Axler acknowledged that 2021 “did bring significant challenges for the short selling community, forcing some notable investors to exit the space amid a relentlessly bullish environment.” The Reddit-fueled attack on short sellers in so-called meme stocks like GameStop and AMC Entertainment started the year off on a sour note, with a far-ranging Department of Justice probe of activist short sellers adding to their woes.
But Spruce Point found plenty of opportunities. Shares of its shorts were down an average of 44 percent from the day before the short reports were published to the end of the year, according to Breakout Point, a research firm and data provider. Those numbers tied Spruce Point with Muddy Waters Capital for eleventh place among activist short sellers last year, a Breakout Point analysis shows.
If there was one particular bright spot for short sellers like Spruce Point, it was the collapse in the shares of special purpose acquisition companies.
“We found a troubling theme of companies with long histories of zero profitability, speculative growth stories, low quality management teams, and egregiously high valuations coming public through SPACs,” Axler wrote in his letter to investors.
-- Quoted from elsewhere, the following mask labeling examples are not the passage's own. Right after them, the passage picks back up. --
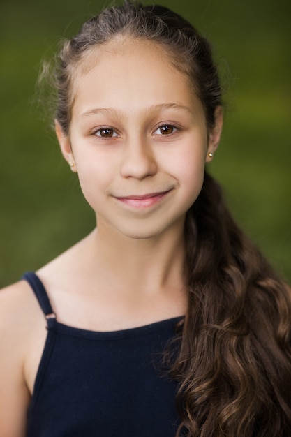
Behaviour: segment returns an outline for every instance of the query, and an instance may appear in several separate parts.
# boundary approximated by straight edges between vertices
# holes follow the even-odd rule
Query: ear
[[[61,125],[57,119],[54,120],[54,128],[64,158],[69,164],[72,172],[77,172],[69,136],[64,133]]]
[[[208,140],[207,156],[206,162],[209,163],[212,160],[213,155],[219,145],[221,132],[223,125],[223,109],[222,106],[218,106],[214,112],[215,124],[209,132]],[[210,156],[209,156],[210,154]]]

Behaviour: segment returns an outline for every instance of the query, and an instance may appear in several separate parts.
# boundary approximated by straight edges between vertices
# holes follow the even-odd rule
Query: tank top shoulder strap
[[[52,311],[47,291],[38,276],[33,272],[27,272],[22,276],[22,279],[27,281],[31,287],[45,318],[55,319],[56,316]]]

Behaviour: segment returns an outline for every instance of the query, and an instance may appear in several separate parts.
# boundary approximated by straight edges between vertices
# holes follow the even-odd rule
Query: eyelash
[[[161,129],[162,128],[172,128],[174,132],[170,132],[169,133],[156,133],[156,132],[157,131],[158,131],[159,129]],[[163,123],[163,124],[161,124],[159,126],[158,126],[158,128],[156,129],[156,131],[154,131],[153,135],[161,135],[163,136],[167,136],[167,135],[173,135],[174,133],[176,133],[176,132],[179,131],[179,128],[174,126],[174,124],[172,124],[172,123]]]
[[[166,132],[164,133],[161,133],[161,129],[162,129],[163,128],[166,128]],[[167,129],[170,129],[170,130],[172,130],[172,132],[170,133],[167,133]],[[156,133],[157,131],[160,130],[160,133]],[[100,135],[102,131],[107,131],[108,133],[112,133],[112,135],[111,136],[102,136]],[[179,131],[179,129],[174,126],[174,124],[172,124],[172,123],[163,123],[163,124],[161,124],[159,126],[158,126],[156,128],[156,129],[155,129],[155,131],[154,131],[152,135],[161,135],[161,136],[167,136],[167,135],[173,135],[174,133],[176,133],[176,132],[178,132]],[[98,135],[98,133],[100,133],[100,135]],[[118,138],[119,136],[119,135],[116,132],[116,131],[113,128],[111,128],[110,126],[102,126],[100,128],[99,128],[98,129],[96,129],[96,131],[94,131],[92,133],[92,135],[96,136],[96,137],[99,137],[100,138],[103,139],[106,139],[106,138]]]

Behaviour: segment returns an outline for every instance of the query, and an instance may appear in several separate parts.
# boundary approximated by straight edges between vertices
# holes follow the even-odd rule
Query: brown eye
[[[165,126],[162,126],[160,129],[161,133],[172,133],[174,131],[174,127],[170,124],[165,124]]]
[[[115,131],[111,128],[102,128],[96,131],[95,135],[103,138],[112,138],[118,136]]]
[[[177,131],[177,128],[172,124],[163,124],[160,126],[156,131],[154,131],[154,135],[170,135],[174,133]]]

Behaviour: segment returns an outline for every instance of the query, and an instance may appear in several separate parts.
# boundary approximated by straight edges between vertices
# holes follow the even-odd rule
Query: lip
[[[142,195],[126,195],[124,197],[116,197],[115,198],[134,208],[149,208],[152,207],[163,199],[171,190],[160,191],[158,193],[148,193]]]

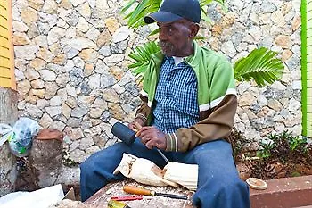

SPACs provided the grist for three of Axler’s short calls. One was Danimer Scientific, whose shares had fallen 66 percent by year end after Axler’s initial report on April 22. Spruce Point wrote three separate research reports on Danimer, which garnered the ESG label by marketing what it claims is biodegradable plastic. Following Spruce Point’s reports, the company reported it had received an inquiry from the Securities and Exchange Commission.
Spruce Point had pointed out corporate governance issues with Danimer’s executives and argued that its “production figures, its pricing, and rosy financial projections simply do not add up,” basing its analysis on a FOIA request. In response, the company claimed that Spruce Point’s research “lacks appropriate context and demonstrates a limited understanding of our business and the decades of extensive research, proven science, and execution capabilities our company is built on.”
Danimer now trades around $7 per share, well below the $10 SPAC IPO price.
Spruce Point’s two other SPAC shorts were also profitable. Seattle-based Porch Group, a software provider to the home services industry, fell 10.1 percent by year end from the day before the report on April 8 — though it has not met Spruce Point’s target of a 50 percent decline.
Axler called Porch “a classic example of a company that has never found a business model that makes sense and was in technical default with a going concern warning before using the frothy SPAC market as an opportunity to allow insiders to dump shares.” He added that “having been conceived nearly 10 years ago, Porch has pivoted its business model multiple times, and we believe has never generated a single dollar of operating cash flow.”
However, real estate industry expert Nathan Thornberry came back with a detailed report acknowledging the stock is speculative but refuting Spruce Point’s claims, calling them “100 percent inaccurate.” The stock now trades above $12, which is higher than its $10 IPO price.
Spruce Point’s third SPAC short was Genius Sports, which bills itself as the “official data, technology, and commercial partner that powers the global ecosystem connecting sports, betting, and media.” By year end, shares had fallen 52 percent from the day before the Spruce Point’s August 5 report, which argued that Genius was “an overhyped revenue growth story assumed to benefit from the broader sports betting market [that] is facing competitive pressure and is unlikely to achieve its stated 25%+ growth targets.”
Genius did not respond to Spruce Point’s assertions, but it announced a deal with DraftKings the day the report came out. Still, the stock has tumbled and now trades below $7 per share.
Spruce Point is known for the sheer volume of its work output, last year publishing short reports on 11 different companies during the year — the most of any of the activist short sellers among the top performers. It’s quite a feat, since Spruce Point has only three employees, including Axler, the founder and chief investment officer, Daniel Oliver, chief operating and compliance officer, and analyst Jeff Cherkin.
According to Breakout Point’s analysis, Spruce Point has closed out his shorts in four companies: Nuvei, Lightspeed, Oatly Group, and Magnite.